It’s a lot for kids to take in when they start preschool or kindergarten for the first time, meeting new faces and being with a larger group of other kids their age. But they’re also developing rapidly during their time there.
Did you know, between the ages of 3 and 8 years, children’s brain tissue uses twice as much energy as adult brain tissue? So what’s all that energy being used on? Here are 5 social skills that your kids are starting to develop through their first few weeks at preschool.
1. Team skills
By playing with a group of other kids their own age, our little ones are developing their teamwork skills: learning to take turns and be mindful of other people’s feelings (and belongings). These team skills can be pretty rewarding for kids, making them feel like they’re part of a real community. To continue building these skills at home, why not organize some team games the next time your child has friends over?
2. Expressing emotions
While kids start to play with others, they’ll probably be engaging in ‘pretend play’ (you know, when they run around roaring and then tell you you’re dead, so fall over...) which is very important to many aspects of their development. One aspect is learning how to express their emotions. By playing the scared mouse or the angry mom, your kids are gaining a better understanding of how they express their emotions and the emotions of other people around them.
3. How to follow directions and rules
Following rules set out by mom or dad is quite different to following rules set by a preschool teacher for everyone to follow. Once children are able to understand these kinds of rules, the way they play changes. Preschool-age children lean to create their own games such as hide and seek or running contests, helping them understand the importance of taking turns and respecting others. Playing games with rules doesn't have to stop at the school gates!
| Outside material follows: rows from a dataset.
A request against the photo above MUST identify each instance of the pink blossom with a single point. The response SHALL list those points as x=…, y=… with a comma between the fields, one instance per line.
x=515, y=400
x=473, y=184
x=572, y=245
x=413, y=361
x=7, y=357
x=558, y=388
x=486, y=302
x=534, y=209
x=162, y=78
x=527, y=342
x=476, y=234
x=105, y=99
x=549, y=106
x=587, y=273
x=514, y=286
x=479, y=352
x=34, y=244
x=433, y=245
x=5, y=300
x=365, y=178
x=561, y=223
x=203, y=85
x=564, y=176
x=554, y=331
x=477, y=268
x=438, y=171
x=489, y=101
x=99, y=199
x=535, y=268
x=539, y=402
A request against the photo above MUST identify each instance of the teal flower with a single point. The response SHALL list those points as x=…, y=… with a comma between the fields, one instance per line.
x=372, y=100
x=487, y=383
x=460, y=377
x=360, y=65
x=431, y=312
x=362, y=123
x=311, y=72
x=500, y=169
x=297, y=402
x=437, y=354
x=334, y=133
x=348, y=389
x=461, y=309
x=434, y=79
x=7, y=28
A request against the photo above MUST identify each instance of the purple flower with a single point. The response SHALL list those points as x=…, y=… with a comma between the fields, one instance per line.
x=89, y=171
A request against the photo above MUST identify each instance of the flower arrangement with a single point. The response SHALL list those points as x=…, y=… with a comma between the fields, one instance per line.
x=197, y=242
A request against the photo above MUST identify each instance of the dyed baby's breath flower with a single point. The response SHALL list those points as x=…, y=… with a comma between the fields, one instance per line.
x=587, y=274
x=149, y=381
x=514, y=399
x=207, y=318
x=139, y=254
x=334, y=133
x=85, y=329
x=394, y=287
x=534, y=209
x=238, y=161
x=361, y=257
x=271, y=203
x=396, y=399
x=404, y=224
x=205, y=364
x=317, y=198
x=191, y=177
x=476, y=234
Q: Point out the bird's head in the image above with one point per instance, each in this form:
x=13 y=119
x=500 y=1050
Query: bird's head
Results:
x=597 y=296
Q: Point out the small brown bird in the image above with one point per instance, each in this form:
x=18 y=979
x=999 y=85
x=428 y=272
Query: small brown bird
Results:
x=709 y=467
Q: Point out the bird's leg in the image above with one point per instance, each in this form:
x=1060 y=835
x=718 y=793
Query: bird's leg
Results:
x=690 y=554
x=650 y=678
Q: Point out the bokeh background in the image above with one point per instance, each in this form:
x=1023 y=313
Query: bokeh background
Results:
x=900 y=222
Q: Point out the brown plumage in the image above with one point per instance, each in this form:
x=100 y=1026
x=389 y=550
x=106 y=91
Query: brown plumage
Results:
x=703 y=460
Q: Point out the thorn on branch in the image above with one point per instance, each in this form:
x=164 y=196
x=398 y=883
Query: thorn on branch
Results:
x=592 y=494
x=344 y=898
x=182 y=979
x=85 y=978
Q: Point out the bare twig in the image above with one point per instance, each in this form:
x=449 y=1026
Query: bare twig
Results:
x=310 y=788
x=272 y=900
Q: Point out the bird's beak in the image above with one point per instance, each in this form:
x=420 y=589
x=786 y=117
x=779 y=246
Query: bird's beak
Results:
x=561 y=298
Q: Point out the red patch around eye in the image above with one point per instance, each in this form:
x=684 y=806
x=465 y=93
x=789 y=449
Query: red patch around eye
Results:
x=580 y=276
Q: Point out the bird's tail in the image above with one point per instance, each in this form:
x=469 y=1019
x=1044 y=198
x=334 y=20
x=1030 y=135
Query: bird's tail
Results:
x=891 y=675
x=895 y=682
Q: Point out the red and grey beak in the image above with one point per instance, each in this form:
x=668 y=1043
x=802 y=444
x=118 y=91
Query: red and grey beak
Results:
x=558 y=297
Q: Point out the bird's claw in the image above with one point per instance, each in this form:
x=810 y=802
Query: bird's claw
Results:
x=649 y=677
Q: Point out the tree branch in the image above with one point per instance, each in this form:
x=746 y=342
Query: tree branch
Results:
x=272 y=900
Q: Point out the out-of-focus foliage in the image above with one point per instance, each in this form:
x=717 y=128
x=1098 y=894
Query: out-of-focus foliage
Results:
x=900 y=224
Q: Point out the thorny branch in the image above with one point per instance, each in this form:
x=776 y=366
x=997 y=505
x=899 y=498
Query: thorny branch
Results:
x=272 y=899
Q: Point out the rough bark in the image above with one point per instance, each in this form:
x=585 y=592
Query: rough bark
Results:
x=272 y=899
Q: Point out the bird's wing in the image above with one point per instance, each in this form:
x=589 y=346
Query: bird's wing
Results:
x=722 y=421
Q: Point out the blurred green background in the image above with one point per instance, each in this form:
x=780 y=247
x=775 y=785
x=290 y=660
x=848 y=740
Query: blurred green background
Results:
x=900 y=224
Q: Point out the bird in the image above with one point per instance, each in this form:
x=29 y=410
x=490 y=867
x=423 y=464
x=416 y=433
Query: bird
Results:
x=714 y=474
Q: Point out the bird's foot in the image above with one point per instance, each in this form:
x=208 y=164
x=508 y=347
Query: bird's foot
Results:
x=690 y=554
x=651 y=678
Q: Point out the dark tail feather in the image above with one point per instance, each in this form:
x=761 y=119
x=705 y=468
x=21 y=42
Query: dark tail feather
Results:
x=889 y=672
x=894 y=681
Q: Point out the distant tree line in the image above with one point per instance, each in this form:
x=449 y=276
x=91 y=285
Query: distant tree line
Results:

Interactive games such as Curiosityville: Curiosityland in the Curious World App are especially designed to teach young children how to recognize and respond to rules, making for a big step in their social development!
4. Decision making
During their hours at preschool, your child is interacting with their peers and the preschool staff without you around. This independence is helping them to make their own decisions and solve problems by themselves: an important part of their own social and cognitive development.
5. Learning about themselves
Exposure to the world outside your home and family unit will help your child to learn and understand more about themselves. Plus, they’ll be meeting lots of people from different families and backgrounds. This helps kids get to know themselves better, their feelings better and understand how everyone is different. Although nothing will replace interacting with others, you can help your child grow their understanding and acceptance of others through the books and videos you introduce them to. For example, when you watch Nosku: Little Voice, ask your child what is different about Betty, and what her friends could do to make her feel more included!